Разделитель для чтения книг в онлайн библиотеке

Онлайн книга «Синие ключи. Книга 1. Пепел на ветру»

Cтраница 37

И добавил, поднимаясь с лавки:

– Куда деваться.

Глава 11,

в которой Камарич и Арабажин посещают заседание кружка пифагорейцев, посвященное Апокалипсису, где Аркадий знакомится с петербургским поэтом Троицким и даже пытается его лечить

В тесной прихожей стояли разнокалиберные калоши, а на вешалках висели одежды, обозначающие самый различный достаток своих хозяев – от расшитого пальто с роскошными муаровыми соболями до побитой молью фризовой шинелишки.

– Раздевайтесь, раздевайтесь, Аркадий, не стойте столбом, здесь попросту, – приказал Камарич, снимая фуражку и стаскивая шинель железнодорожного ведомства.

– А что тут, собственно, происходит? – приглушенным голосом спросил Аркадий.

– Я вас привел, где вам попонятнее покажется, – шепнул Лука. – Пифагорейцы – можно даже сказать, что естественно-научного направления кружок…

– Пифагорейцы? В каком же это смысле? Объяснитесь кратко, чтоб мне совсем уж впросак не попасть.

– Тривиум и квадривиум – семь свободных искусств, вы помните?

– Очень смутно, хотя в гимназии точно что-то про это было.

– Арифметика, геометрия, музыка и астрономия составляют математику, плюс грамматика, риторика и логика…

– А почему музыка к математике? Вернее все-таки логика…

– Нет-нет, именно музыка. Пифагорейцами она рассматривалась как математическая дисциплина – ибо в ее основе все те же гармонические отношения целых чисел. А сам космос, по их мнению, – это особым образом настроенный музыкальный инструмент…

– Господи, спаси пифагорейцев… А Кантакузин-то точно здесь будет? Какое ж он имеет отношение к этим… Или его специальность – античный период?

– Аркадий, вы плохо представляете себе декадентскую повседневность.

– Да вообще никак не представляю! К чему бы мне? Так что ж?..

– В Москве и Петербурге есть некоторое количество мест, которые они посещают. Люди все относительно молодые и с запросами приблизительно культурного и даже философского свойства.
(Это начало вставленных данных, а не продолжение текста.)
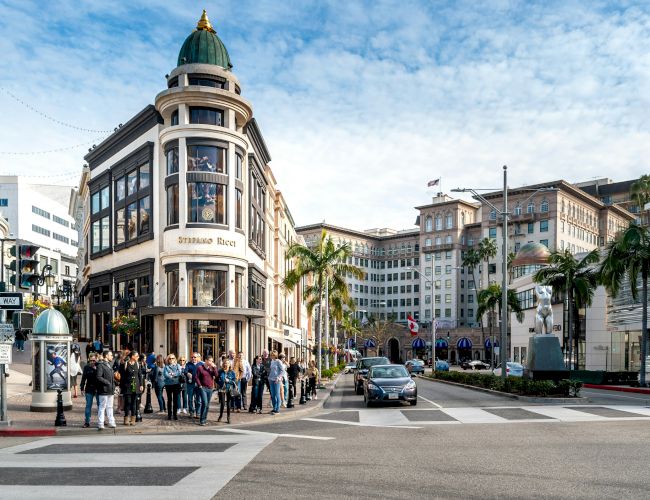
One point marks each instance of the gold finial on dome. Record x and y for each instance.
(204, 23)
Их маршрут как будто бы альтернатива нашему обычному московскому вояжу из одного трактира в другой с непрерывным питием, непомерным жором и непременным окончанием «Гони к „Яру“!», куда, как известно, уже не едут, а «попадают». Но различие это, в общем-то, кажущееся…
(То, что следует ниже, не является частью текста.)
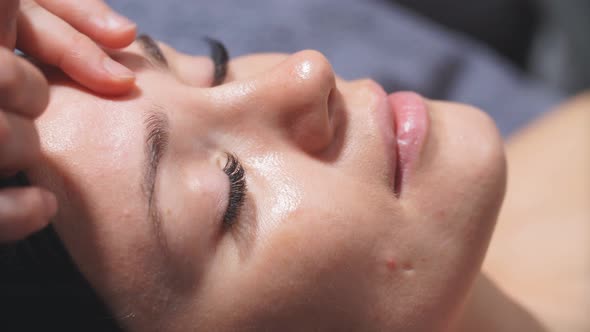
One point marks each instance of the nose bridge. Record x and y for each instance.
(293, 97)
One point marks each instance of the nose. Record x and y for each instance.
(295, 98)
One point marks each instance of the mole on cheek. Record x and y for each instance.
(391, 264)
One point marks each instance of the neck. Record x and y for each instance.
(489, 309)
– А что ж они конкретно делают-то?

– То же, что и все, во все времена и во всех странах. Показывают себя, смотрят на других. Пересказывают друг другу грустные новости нашей политической жизни, сплетни и то, что прочитали и сумели понять у классиков. Флиртуют. Читают стихи – свои и чужие. Ничего нового и неожиданного – не бойтесь, Аркадий…

– Я не боюсь, вот еще! – фыркнул Аркадий. – Но что ж мне тут делать?
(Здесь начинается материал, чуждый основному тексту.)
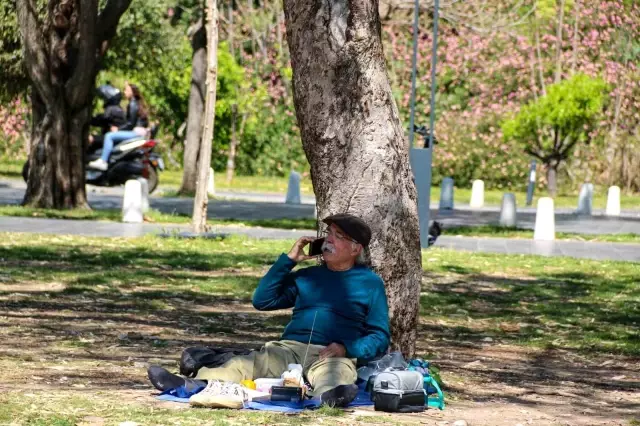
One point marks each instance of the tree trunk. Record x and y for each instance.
(574, 50)
(354, 141)
(62, 53)
(543, 86)
(552, 179)
(233, 145)
(196, 109)
(200, 202)
(56, 160)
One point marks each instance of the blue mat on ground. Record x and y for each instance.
(362, 399)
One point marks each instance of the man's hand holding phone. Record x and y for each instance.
(297, 253)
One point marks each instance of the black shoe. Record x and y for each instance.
(162, 380)
(340, 396)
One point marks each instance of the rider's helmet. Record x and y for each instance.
(109, 94)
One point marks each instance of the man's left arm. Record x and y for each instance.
(376, 339)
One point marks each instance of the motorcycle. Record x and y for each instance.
(129, 159)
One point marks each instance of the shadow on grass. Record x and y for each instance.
(178, 298)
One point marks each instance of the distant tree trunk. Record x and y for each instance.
(200, 202)
(196, 109)
(233, 145)
(558, 75)
(231, 29)
(552, 178)
(354, 141)
(62, 53)
(543, 85)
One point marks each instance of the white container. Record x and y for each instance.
(265, 385)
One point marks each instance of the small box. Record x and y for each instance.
(286, 393)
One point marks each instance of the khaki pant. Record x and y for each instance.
(274, 357)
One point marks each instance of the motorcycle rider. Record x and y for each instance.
(135, 126)
(113, 114)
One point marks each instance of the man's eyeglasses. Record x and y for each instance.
(338, 235)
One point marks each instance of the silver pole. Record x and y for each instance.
(414, 60)
(434, 58)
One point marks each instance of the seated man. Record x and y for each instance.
(342, 301)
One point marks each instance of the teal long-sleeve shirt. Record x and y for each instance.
(351, 306)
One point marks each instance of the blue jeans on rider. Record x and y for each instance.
(114, 138)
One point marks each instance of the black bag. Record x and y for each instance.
(399, 391)
(193, 359)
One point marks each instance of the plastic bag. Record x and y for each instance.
(389, 361)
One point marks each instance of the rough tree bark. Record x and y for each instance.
(200, 201)
(196, 109)
(233, 144)
(62, 54)
(354, 141)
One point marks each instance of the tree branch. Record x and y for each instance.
(78, 86)
(108, 21)
(34, 48)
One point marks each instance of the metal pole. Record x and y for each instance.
(434, 58)
(416, 12)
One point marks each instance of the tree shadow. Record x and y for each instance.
(120, 305)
– Не стойте букой, покусают. Вы можете эпатировать?

Из комнаты в прихожую выглянула изящная головка с обильно нарумяненными щеками, украшенная маленькой шляпкой с розовыми перьями.

– Ну что же вы, господа-а! – мелодично, растягивая звуки, почти пропела ее обладательница. – Кама-арич, противный, вы вечно опа-аздываете! Заходите, заходите проворнее, уж скоро Троицкий будет чита-ать! – И скрылась.

– Лука, почему вы не представили меня даме?! – прошипел Аркадий.

– Это Май, – безмятежно сказал Камарич. – В миру Никон Иванович, из хорошей купеческой семьи. Беспоповцы, кажется, поморского толка…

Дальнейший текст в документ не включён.